'There's no excuse for this': The crisis in Texas was a warning of the larger threat looming over America
Patricia McDonald layered on sweaters, socks and mittens and huddled under blankets for 15 hours as the temperature in her Duncanville, Texas, home plunged to 42 degrees in the wake of Winter Storm Uri.
Well after the water in her kitchen froze, McDonald decided she'd had enough and braved a hair-raising ride over snow-covered, ice-slicked roads to get to her daughter's house several miles away.
The Dallas County probation officer was safe and warm there. However, McDonald couldn't establish the computer connection she needed to check in with colleagues, and she worried about clients who had had fewer resources than she did for surviving the state's massive power failure.
This isn't merely a Texas problem. Failing infrastructure—from pothole-scarred roads and run-down bridges to aging utility lines and dilapidated water systems—poses just as big a threat to the rest of the country.
Without a bold rebuilding campaign, Americans will continue to risk their well-being and livelihoods as the nation collapses around them.
McDonald, financial secretary for United Steelworkers (USW) Local 9487, which represents hundreds of city and county workers in Dallas, grew increasingly angry knowing that it took just several inches of snow and frigid temperatures to knock out the Texas power grid and paralyze the state.
Some Texans, confronted with days-long power outages, slept in idling motor coaches that officials turned into makeshift warming centers or drove around seeking hotel rooms that still had light and heat.
Others hunkered down at home, melting snow to flush toilets after frozen pipes burst or heating rooms with generators and charcoal grills despite the danger of carbon monoxide poisoning.
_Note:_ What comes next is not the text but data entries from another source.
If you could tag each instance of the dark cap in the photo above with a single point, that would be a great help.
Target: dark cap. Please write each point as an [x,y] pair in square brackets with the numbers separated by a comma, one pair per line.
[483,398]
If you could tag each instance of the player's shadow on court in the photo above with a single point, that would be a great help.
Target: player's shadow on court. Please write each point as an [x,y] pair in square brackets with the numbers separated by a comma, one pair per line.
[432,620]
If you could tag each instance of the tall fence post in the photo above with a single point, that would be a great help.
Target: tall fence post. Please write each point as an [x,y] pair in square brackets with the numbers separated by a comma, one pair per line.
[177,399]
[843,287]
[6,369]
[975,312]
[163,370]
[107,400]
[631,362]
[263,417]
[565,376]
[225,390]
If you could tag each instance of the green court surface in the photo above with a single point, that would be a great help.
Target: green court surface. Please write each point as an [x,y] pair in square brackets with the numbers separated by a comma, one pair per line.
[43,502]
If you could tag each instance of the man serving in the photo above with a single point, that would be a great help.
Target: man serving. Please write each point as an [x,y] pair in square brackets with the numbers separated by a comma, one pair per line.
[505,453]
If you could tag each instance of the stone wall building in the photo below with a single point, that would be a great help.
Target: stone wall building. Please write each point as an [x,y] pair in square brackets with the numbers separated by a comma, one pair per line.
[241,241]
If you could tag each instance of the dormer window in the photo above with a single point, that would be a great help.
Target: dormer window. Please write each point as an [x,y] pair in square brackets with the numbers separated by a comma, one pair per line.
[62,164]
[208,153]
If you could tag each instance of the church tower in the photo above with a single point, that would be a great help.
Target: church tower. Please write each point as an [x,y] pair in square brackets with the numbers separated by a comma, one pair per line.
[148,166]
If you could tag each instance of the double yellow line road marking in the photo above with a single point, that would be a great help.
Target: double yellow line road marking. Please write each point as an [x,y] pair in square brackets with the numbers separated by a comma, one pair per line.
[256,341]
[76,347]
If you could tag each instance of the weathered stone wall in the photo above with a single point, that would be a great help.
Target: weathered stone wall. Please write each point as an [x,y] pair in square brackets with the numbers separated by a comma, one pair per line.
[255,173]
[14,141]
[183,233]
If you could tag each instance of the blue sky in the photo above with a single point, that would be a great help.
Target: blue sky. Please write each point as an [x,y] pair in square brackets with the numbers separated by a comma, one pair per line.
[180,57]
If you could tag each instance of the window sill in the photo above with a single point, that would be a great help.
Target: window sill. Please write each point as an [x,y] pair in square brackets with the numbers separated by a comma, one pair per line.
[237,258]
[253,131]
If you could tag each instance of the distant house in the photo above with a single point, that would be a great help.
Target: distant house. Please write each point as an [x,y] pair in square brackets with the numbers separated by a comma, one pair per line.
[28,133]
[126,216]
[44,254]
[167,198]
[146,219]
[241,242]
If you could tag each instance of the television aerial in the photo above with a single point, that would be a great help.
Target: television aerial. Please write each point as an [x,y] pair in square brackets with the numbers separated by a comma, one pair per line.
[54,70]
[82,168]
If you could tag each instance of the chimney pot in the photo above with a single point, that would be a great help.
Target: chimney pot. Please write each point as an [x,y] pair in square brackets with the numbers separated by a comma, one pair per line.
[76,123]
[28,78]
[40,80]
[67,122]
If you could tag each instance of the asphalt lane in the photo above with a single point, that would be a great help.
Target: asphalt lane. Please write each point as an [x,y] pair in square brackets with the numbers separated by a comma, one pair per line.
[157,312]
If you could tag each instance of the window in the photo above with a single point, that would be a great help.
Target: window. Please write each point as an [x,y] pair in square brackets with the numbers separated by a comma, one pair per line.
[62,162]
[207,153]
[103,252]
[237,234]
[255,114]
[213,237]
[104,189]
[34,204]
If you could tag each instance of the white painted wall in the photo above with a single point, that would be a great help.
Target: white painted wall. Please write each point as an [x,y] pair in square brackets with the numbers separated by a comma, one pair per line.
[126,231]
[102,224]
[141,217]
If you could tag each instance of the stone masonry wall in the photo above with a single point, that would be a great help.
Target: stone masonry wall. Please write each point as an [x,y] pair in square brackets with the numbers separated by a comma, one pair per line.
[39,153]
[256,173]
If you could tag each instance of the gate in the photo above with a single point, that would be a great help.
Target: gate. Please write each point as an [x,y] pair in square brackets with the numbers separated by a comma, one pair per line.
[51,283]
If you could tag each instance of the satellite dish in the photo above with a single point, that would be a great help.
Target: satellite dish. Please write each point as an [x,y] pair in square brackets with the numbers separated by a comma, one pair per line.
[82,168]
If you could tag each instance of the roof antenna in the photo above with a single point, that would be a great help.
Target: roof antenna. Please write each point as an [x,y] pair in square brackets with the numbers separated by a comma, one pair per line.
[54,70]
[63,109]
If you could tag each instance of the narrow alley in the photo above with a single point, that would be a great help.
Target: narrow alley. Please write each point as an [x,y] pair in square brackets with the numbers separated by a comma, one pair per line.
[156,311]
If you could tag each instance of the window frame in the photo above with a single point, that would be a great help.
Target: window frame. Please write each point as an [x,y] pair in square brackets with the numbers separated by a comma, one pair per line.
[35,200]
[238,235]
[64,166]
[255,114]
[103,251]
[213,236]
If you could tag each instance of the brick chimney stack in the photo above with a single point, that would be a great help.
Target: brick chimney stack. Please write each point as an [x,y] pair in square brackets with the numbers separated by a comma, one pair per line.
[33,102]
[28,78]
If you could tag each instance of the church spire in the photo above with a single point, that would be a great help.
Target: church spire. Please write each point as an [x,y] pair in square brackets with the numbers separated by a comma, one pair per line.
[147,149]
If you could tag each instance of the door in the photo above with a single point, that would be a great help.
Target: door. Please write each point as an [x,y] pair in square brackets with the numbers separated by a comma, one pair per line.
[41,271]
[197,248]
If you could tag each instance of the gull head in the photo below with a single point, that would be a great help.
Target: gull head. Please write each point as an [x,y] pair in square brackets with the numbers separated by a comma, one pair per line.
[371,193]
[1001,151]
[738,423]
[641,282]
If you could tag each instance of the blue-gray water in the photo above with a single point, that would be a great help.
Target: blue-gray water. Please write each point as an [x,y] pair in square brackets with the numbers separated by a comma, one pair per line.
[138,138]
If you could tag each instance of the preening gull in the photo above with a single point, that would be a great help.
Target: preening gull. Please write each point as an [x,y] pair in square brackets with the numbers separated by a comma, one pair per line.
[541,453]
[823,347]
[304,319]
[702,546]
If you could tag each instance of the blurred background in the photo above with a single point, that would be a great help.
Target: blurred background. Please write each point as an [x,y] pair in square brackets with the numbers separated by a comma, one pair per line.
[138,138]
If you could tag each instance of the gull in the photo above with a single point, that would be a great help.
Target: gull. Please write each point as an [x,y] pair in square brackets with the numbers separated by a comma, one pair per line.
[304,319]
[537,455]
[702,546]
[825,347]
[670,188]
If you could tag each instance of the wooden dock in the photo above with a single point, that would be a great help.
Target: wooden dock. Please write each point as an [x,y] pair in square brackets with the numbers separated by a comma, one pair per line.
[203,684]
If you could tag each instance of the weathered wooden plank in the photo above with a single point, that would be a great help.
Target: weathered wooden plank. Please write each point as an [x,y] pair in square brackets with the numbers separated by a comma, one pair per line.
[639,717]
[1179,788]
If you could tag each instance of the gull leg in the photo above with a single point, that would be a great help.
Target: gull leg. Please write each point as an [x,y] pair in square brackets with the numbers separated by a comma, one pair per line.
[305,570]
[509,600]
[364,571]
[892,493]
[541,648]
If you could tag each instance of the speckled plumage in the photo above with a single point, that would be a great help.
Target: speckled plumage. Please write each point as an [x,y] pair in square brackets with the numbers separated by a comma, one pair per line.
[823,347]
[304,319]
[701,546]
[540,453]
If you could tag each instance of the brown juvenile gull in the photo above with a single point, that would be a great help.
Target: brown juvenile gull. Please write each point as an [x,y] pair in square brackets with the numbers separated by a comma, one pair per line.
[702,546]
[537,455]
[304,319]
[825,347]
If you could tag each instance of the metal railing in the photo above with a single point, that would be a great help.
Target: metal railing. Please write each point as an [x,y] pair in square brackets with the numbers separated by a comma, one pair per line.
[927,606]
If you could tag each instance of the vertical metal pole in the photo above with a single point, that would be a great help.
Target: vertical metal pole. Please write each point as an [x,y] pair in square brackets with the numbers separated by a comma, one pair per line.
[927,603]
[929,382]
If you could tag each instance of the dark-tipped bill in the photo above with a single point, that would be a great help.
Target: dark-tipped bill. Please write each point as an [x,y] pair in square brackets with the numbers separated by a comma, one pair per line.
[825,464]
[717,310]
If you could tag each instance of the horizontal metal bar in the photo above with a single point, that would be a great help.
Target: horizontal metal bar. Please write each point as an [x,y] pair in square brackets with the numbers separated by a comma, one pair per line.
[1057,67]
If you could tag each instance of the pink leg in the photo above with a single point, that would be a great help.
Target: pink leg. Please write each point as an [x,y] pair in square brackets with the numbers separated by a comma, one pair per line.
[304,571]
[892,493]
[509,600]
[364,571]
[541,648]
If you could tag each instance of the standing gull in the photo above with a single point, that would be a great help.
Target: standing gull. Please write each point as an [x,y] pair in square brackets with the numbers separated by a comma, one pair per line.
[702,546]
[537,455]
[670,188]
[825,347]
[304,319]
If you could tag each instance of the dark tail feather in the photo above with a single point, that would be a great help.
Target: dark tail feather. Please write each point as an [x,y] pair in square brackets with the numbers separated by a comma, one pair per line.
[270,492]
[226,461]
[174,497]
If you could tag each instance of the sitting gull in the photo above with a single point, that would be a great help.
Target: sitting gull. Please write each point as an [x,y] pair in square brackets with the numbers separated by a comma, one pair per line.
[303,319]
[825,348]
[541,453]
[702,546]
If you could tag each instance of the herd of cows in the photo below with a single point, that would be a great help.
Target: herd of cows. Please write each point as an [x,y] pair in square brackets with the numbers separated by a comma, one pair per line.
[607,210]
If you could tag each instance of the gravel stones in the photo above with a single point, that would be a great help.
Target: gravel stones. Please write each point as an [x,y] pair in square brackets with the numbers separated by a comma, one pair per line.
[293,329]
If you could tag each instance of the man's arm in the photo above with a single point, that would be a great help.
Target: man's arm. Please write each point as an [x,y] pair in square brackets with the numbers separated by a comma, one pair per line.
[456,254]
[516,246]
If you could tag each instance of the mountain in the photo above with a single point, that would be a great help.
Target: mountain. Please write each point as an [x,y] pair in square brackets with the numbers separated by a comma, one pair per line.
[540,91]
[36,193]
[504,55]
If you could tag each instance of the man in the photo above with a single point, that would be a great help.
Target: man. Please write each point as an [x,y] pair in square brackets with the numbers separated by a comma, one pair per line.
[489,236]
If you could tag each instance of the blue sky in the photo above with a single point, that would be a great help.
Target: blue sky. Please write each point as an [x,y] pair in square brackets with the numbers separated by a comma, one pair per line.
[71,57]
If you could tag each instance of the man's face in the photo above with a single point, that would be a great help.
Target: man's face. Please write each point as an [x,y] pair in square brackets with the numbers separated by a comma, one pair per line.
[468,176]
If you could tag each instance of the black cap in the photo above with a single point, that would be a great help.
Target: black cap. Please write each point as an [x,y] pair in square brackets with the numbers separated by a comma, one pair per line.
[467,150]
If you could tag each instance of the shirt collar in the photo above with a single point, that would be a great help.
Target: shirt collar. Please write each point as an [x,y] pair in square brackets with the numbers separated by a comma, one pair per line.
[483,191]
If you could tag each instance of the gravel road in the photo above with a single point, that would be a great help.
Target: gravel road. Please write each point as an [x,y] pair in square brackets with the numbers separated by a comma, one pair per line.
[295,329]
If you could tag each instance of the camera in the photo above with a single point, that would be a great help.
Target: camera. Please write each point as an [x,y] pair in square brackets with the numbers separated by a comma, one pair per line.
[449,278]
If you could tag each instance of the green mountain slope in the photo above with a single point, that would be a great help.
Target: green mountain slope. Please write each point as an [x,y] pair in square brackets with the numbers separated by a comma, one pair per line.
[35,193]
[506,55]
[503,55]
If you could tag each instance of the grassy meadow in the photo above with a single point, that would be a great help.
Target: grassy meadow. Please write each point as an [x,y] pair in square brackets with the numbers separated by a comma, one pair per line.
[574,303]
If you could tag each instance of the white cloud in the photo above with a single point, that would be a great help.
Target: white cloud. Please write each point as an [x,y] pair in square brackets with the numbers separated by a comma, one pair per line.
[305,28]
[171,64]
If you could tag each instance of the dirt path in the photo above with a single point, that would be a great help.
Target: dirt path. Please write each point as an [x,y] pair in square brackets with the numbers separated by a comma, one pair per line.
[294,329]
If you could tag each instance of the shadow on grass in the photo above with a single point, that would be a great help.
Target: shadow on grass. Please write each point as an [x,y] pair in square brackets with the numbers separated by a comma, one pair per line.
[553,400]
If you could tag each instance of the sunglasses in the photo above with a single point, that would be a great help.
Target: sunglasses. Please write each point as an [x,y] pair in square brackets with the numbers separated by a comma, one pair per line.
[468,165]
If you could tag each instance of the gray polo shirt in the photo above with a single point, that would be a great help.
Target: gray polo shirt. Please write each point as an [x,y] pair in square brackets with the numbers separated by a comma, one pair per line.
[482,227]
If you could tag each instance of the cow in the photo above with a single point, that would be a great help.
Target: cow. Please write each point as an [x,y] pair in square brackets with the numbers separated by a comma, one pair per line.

A handful of people froze to death, including an 11-year-old boy found lifeless in his bed.
But even as McDonald and other Texans waited for power to be restored, police and firefighters in Philadelphia used rafts to rescue at least 11 people trapped by a torrent of water after a 48-inch main ruptured in the city's Nicetown neighborhood.
On February 5, a utility worker in Oldsmar, Florida, averted disaster when he noticed that a hacker had taken over his computer and increased the amount of lye in the drinking water supply to dangerous levels. The security breach provided a chilling reminder that financially struggling water systems not only contend with lead-tainted pipes and failing dams but also with vulnerable computer systems that require urgent improvements.
America cannot move forward if it continues falling apart. That's why the USW and other labor unions are championing a historic infrastructure program that will modernize the country, improve the nation's competitiveness and create millions of jobs while simultaneously enhancing public safety.
"There needs to be change," said McDonald, one of the millions affected by the blackouts that utilities hurriedly imposed because surging demand and equipment failures put the whole power grid "seconds and minutes away" from a catastrophic failure that could have left the state without electricity for months.
A major infrastructure investment, such as the one President Joe Biden envisioned in his Build Back Better plan, will create jobs not only for the workers who build roads and bridges but also for the Americans who manufacture aluminum, cement, fiberglass, steel and other items essential for construction projects.
Stronger, more resilient infrastructure will help America weather the ever more frequent, increasingly severe storms associated with climate change. That means not only upgrading power grids but also encasing utility poles in concrete or relocating power lines underground. It also requires strengthening coastal barriers to guard against the growing hurricane damage that Texas and other states face.
Expanding broadband and rebuilding schools will ensure that children across the country have equitable access to educational opportunities. Investments in manufacturing facilities will enable the nation to rebuild production capacity decimated by decades of offshoring.
And an infrastructure campaign will ensure local officials have the resources they need to manage growth, such as the huge expansion underway at the Electric Boat submarine shipyard in Groton, Connecticut.
Kevin Ziolkovski welcomes the business that the shipyard brings to his community. But Ziolkovski, who represents dozens of Groton Utilities workers as unit president of USW Local 9411-00, said it makes no sense for the federal government to continue awarding bigger contracts to Electric Boat without providing sufficient funds for related infrastructure.
Ziolkovski says Groton Utilities needs $3.5 million more just to construct a new water tank for the shipyard, one of its biggest customers. He also knows that Groton and other towns need funds to upgrade roads, sewerage systems, public transit and recreational amenities to accommodate the expected influx of workers and their families.
"If you want to see these multibillion-dollar nuclear submarines get built for the defense of the entire nation, you should support everything that goes into that, too," said Ziolkovski, who sees a national infrastructure program as one solution and developed a briefing book on local infrastructure needs for Connecticut's congressional delegation.
McDonald, who returned to her home after three days to find the power back on but her neighborhood under a boil-water advisory, knows that other communities will suffer unless the nation embraces a rebuilding program.
It pains her to know that America fell into such disrepair that it cannot provide basic services, like power and safe roads, at the very time people need them most.
"There's no excuse for this," she said.
Tom Conway is the international president of the United Steelworkers Union (USW).
This article was produced by the Independent Media Institute.